If you’re not familiar with the former Southern Miss coach, he has a chance to impress you now as North Carolina’s new head coach.
Fedora will inherit a talented young quarterback in Bryn Renner. He will inherit a first-team all-conference running back in Giovani Bernard. And he will also inherit a program that needs to finally, gleefully, put a long, drawn-out NCAA investigation behind it.
While the jury is still out on this hire, it was a much-needed fresh start to a stale storyline in Chapel Hill. Whether or not North Carolina receives further sanctions from the NCAA remains to be seen, but if Fedora can handle a possible loss of scholarships and some significant departures from this year’s defense, he has a chance to quickly become one of the country’s name-brand coaches.
Despite its eight-win ceiling in recent years, North Carolina has proven to be one of the ACC’s most talent-rich programs. Former coach Butch Davis and his staff did an excellent job of proving that championship-caliber athletes can be lured to Chapel Hill, and the program can be a national title contender. Had the NCAA investigation not erupted two seasons ago before UNC was scheduled to play LSU, the Tar Heels undoubtedly could have been one of the best teams in the country that year had everyone remained eligible. At the very least, UNC should have been playing for the Coastal Division title by now.
Expectations for Fedora should be that high. There’s one big difference, though, between where he’s coming from and where he’s heading. At Southern Miss, he walked into a winning situation. The Golden Eagles have now had 18 straight winning seasons, trailing only Florida, Florida State and Virginia Tech. Go figure. This year will mark their 10th straight bowl appearance. He was also an assistant at Oklahoma State and Florida. Fedora’s numbers and accomplishments have been impressive at every stop. He has earned a reputation as an offensive-minded coach, and that matches well with Carolina’s strengths in 2012.

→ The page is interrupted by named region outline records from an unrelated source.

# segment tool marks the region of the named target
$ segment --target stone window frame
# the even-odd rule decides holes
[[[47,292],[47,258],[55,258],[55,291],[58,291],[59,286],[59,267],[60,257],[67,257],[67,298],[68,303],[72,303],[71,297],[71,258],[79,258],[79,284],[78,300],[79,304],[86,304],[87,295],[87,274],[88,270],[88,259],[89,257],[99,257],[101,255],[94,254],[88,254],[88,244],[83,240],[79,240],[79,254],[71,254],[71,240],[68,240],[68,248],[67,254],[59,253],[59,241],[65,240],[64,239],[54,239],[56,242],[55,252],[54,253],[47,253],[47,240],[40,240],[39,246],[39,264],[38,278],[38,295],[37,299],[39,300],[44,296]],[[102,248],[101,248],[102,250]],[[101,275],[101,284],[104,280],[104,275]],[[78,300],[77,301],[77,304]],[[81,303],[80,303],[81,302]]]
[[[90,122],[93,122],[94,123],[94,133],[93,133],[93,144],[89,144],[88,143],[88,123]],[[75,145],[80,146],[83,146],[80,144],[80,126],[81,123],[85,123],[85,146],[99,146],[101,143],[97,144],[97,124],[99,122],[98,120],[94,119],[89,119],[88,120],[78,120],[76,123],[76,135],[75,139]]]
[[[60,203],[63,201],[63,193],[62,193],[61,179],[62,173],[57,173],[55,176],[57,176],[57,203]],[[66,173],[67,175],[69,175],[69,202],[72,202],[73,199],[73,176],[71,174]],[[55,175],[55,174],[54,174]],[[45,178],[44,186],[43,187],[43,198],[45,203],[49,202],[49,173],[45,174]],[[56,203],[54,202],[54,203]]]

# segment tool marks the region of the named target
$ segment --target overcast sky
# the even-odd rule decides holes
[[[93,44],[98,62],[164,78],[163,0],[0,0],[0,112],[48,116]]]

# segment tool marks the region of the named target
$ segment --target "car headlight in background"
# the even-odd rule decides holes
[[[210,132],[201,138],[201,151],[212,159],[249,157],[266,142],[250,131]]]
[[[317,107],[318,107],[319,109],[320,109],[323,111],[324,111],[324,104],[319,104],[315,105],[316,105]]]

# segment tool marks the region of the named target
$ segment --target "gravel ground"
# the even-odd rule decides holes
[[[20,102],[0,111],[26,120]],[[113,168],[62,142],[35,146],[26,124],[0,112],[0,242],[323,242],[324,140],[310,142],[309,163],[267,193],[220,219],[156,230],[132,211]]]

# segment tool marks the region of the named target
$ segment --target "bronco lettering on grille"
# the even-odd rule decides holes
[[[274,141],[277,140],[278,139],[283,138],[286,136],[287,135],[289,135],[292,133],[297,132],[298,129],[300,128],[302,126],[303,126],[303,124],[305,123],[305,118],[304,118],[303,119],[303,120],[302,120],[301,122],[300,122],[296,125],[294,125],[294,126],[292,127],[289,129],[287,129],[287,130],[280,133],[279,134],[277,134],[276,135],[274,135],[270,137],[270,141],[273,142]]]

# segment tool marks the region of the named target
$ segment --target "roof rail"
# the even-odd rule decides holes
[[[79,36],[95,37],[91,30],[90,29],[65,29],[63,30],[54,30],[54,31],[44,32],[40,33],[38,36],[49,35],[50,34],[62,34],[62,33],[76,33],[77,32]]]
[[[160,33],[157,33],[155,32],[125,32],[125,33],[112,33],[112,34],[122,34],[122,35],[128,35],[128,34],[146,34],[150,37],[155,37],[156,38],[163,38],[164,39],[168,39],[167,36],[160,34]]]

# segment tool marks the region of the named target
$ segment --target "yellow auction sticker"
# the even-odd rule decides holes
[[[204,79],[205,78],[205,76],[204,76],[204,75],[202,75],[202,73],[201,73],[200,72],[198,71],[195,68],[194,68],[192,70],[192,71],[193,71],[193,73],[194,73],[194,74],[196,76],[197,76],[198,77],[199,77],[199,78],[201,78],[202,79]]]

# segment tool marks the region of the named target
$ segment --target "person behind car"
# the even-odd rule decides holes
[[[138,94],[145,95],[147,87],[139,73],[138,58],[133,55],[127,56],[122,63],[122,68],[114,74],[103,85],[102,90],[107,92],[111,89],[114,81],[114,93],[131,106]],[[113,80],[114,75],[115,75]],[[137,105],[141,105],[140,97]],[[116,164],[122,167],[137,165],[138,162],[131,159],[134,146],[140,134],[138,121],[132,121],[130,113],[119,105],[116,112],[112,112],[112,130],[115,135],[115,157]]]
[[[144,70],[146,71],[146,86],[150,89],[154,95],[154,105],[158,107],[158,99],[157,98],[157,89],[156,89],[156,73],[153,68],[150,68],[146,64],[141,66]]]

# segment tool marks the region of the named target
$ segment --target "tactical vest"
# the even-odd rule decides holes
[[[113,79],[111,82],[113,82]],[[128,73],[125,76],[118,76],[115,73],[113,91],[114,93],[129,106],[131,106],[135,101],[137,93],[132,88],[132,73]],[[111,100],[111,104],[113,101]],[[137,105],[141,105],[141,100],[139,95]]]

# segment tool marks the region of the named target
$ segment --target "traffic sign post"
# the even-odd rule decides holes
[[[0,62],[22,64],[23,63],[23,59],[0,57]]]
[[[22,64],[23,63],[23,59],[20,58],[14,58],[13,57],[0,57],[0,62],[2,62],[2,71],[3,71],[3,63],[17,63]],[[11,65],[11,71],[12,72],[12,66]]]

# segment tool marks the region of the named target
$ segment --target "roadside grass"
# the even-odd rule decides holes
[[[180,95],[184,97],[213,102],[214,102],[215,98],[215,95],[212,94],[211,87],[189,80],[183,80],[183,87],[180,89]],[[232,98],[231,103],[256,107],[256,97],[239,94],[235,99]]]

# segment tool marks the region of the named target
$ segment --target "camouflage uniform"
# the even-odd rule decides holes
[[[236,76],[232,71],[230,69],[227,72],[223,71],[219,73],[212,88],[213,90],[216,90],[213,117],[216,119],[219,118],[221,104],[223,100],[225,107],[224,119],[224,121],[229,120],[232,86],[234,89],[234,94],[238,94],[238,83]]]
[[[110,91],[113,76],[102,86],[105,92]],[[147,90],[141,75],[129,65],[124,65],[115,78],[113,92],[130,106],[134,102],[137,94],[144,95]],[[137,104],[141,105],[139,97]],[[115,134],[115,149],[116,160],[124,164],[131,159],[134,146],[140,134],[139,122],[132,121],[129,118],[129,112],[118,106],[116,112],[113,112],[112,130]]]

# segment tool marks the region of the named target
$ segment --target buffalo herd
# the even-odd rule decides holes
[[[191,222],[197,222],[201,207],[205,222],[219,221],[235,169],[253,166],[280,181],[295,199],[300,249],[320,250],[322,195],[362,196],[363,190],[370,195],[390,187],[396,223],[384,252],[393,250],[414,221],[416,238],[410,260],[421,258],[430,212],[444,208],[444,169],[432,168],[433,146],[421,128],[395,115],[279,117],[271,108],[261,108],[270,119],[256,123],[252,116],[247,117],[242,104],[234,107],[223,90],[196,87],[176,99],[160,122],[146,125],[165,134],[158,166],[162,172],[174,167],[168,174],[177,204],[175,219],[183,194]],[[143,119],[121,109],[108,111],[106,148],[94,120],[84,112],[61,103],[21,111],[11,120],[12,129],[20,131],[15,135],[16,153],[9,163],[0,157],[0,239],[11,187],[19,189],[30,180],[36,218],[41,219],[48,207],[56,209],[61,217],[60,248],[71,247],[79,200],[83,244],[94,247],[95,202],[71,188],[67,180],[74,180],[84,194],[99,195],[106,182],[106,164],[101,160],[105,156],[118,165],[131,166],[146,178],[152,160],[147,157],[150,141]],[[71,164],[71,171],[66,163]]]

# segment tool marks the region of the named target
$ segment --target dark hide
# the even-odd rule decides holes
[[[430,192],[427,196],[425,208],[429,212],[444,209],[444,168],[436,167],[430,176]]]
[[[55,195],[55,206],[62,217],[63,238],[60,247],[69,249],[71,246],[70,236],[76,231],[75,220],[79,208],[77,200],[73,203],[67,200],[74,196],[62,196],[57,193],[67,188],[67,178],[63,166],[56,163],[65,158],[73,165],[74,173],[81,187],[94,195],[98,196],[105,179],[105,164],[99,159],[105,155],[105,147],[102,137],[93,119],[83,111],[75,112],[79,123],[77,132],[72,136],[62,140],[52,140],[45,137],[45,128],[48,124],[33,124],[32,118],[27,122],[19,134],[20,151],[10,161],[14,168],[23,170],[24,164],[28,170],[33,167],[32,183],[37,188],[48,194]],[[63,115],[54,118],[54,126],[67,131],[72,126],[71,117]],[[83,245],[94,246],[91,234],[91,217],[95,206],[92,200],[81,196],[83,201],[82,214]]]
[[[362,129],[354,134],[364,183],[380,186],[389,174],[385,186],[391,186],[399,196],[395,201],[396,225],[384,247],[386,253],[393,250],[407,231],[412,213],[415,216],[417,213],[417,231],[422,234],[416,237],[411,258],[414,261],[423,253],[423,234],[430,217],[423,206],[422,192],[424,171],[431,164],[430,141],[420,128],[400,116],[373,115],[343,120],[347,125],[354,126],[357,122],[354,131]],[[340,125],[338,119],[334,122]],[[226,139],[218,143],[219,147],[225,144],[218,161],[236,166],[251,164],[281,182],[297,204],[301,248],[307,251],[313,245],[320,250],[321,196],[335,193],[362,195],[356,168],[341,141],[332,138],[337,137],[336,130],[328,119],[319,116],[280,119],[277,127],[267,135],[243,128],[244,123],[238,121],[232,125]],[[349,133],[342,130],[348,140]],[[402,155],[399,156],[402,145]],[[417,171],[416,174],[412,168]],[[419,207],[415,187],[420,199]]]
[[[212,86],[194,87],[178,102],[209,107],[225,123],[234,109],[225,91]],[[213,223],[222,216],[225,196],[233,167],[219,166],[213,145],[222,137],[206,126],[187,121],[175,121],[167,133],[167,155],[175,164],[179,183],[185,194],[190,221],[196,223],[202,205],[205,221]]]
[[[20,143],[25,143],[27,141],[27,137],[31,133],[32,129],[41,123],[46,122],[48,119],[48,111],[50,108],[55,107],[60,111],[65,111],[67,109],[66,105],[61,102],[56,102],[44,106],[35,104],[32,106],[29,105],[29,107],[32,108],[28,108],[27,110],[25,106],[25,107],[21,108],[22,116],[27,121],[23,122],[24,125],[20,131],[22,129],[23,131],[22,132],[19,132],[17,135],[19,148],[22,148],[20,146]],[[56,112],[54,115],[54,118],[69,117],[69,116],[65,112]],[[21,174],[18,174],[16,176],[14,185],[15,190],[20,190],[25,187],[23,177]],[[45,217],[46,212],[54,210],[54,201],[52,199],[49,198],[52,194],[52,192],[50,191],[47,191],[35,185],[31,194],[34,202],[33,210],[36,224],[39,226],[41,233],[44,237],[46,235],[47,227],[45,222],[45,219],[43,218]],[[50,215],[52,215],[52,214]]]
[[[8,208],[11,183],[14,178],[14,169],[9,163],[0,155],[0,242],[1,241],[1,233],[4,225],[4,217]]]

Not every coach, though, would take a chance on this job or want it. UNC has already put itself on a two-year probation, cut three scholarships for three seasons, and vacated wins from the 2008 and 2009 seasons. That doesn’t mean, though, that it’s the end of the penalties for the Tar Heels. The NCAA has yet to weigh in. Further losses of scholarships and a bowl ban are still possibilities.
The future of North Carolina’s program is still in flux, but university officials finally answered the most important question: Who will lead them through it. There is plenty already in place for Fedora to build upon, but how he navigates through the weeds that were left behind will determine his success.